As we talked about in Step 1, starting with a sound, clean, contamination-free surface is the first way to achieve stain and topcoat compatibility–and ensure a successful final finish. And when you follow the above tips, using water-based finishes over solvent-based stains can bring you beautiful, and durable, results.
I hope these simple tips help explain how your stain and topcoat can “play nice,” regardless if they are oil/solvent-based or water-based.
Keep an eye out for the next item on my list: “Step 3: Primer and Pigmented Topcoat Compatibility.”
Until then, do you have any stain/topcoat advice of your own? Or have any questions about stain and topcoat compatibility? Please share your thoughts or read what others are saying in the comments section below.
Not a question directly related to the current discussion, but wondering when there may be more of a roll out of your products on the West coast.

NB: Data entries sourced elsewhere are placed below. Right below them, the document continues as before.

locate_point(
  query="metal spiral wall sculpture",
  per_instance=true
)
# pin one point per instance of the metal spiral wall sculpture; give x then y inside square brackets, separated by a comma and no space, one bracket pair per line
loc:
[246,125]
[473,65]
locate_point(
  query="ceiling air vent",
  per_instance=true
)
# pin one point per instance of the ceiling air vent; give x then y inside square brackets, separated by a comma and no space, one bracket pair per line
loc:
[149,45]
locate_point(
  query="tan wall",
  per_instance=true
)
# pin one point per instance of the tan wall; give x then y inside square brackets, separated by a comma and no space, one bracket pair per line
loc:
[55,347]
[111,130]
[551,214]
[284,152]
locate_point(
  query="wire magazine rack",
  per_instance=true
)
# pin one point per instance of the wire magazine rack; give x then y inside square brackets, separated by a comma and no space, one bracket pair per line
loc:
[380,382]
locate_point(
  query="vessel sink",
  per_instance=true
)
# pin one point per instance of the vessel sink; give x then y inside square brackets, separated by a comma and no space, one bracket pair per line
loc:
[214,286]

I live in Spokane Washington.
Have ordered direct from Target a few times, but a local supply would make adopting the product easier.
Barry — Call Miller Paint in Spokane.
7 East 3rd Street
Spokane, WA 99202
509.455.4555
Jeff
The wiping of the cured oil based stain with water and d-alcohol would have seriously helped me a week ago. I was scratching my head with the hazing I was experiencing. Thank you Jeff, helps me in the future.
Keep the advice coming
BL
Thank you, Blair!
-JW-
This is timely thank you for the info. I have some questions. I have a job coming up to repair and darken a handrail and balusters. It is in fairly good shape with some scuff marks and a few scratches. My thought was to use dye in the 1000 to get the scuff marks and scratches close to the original color then use a darker dye in the 1000 to tone the whole rail system darker. Then clear topcoat over that. With of course following all other steps you have outlined. Does this look like a successful solution? Is there a better approach without having to strip? Thank you for your knowledge.

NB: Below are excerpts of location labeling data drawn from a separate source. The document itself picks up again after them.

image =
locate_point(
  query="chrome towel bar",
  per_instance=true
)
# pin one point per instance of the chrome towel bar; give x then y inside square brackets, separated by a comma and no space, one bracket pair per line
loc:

Dan — Yes, your procedure is perfectly sound. Using the EM1000 as a color vehicle with dye is an excellent approach. Keep in mind that you can add dye to the top coat as well if you need to tweak the color during the final finish applciations. Send us images of your completed project.
-JW-
Would like to apply EM6000 over fully cured Odie’s Oil on a cherry kitchen table… The piece looks great but does not provide the protection from water spots. Odie’s Oil is not a traditional solvent based oil but a plant based product. Any problem that you can see developing from this procedure if I follow your recommendations prior to application.

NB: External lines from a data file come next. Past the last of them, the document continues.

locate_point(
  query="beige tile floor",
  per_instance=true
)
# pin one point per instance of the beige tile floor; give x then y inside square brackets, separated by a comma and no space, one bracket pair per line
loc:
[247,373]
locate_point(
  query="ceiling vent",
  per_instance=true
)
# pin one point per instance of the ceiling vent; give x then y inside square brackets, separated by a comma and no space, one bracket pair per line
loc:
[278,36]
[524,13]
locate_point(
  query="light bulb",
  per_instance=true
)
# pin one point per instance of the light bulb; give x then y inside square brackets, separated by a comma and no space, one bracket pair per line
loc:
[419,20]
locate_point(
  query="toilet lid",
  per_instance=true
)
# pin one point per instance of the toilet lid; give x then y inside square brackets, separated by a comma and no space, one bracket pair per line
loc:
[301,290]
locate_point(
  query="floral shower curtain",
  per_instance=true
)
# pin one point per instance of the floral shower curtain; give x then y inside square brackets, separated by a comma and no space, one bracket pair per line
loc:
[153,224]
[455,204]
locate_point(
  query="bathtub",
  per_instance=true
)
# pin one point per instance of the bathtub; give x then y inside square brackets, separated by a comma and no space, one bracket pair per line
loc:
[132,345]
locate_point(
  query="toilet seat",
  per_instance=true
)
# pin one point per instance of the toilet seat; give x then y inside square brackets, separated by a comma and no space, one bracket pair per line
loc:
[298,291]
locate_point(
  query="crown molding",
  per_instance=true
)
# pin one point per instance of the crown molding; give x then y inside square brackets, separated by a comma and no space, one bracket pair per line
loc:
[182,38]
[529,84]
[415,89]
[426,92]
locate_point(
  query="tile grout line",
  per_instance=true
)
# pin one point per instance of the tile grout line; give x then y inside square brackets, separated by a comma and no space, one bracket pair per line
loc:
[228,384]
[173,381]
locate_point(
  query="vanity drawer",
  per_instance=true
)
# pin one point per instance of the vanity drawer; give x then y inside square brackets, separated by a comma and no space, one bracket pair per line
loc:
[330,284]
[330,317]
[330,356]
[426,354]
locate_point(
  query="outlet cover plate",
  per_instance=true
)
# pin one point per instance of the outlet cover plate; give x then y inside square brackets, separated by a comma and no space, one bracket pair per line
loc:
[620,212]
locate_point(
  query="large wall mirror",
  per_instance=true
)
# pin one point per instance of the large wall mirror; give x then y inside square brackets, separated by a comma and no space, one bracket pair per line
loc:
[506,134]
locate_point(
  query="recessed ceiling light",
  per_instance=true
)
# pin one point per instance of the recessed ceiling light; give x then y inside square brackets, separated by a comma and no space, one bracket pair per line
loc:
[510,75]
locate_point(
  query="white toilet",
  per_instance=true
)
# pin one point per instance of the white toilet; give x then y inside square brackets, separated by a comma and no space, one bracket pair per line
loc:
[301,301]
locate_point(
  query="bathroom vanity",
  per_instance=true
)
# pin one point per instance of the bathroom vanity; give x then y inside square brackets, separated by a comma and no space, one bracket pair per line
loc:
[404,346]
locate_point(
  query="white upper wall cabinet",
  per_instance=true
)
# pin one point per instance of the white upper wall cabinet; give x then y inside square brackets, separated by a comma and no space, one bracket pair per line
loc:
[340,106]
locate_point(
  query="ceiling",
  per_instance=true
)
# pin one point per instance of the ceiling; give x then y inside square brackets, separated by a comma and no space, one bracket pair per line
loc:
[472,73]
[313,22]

Russ — I recommend that you make a test panel to confirm that the EM6000 will bond to the Odie’s after the oil has dried for the recommended period of time as directed by the manufacturer of Odie’s. As always, I recommend that you lightly wipe the surface of the dried oil with a solution of water and denatured alcohol mixed 1:1 to remove any tackiness from the surface that may cause adhesion or film formation issues. Again, make a terst panel and confirm before you proceed onto the final project.
-JW-
Hi Jeff – – Helpful advice as always. Years ago your recommendation to decontaminate the wood of an antique chest I was refinishing with a solution of d-alcohol and water, saved the day and the experience. I have incorporated this simple wiping process routinely ever since. But . . . Is there an alternative for d-alcohol for those of us living in states where it has been banned from sale? Not wanting to open a can of worms, just wondering. Appreciate all your tips.
Paul K.
Paul – Thank you for sharing your experiences with us. If you cannot locate denatured ethyl alcohol (ethanol), also sold as stove fuel, you can use acetone mixed with water 50:50…
-JW-
Been learning a lot on this cheat sheet Jeff. Thank you for sharing you expertise.
Thank you, Sir!
-JW-
Hi there
Completing a black walnut table for a customer. They wanted it stained DARK so I used a water based stain and then on top of that Odie’s oil and then Odie’s butter. But it does not have a sheen and looks splotchy. Was I not supposed to mix water and oil? Thanks
Sarah – Thank you for your inquiry. Unfortunately I do not have any experience with the Odie’s products, therefore I cannot offer you qualified advise on what may have caused the uneven sheen. I recommend that you contact the folks at Odie’s and review with them. Please feel free to report back to us with your finding as I am curious to learn what the cause may be.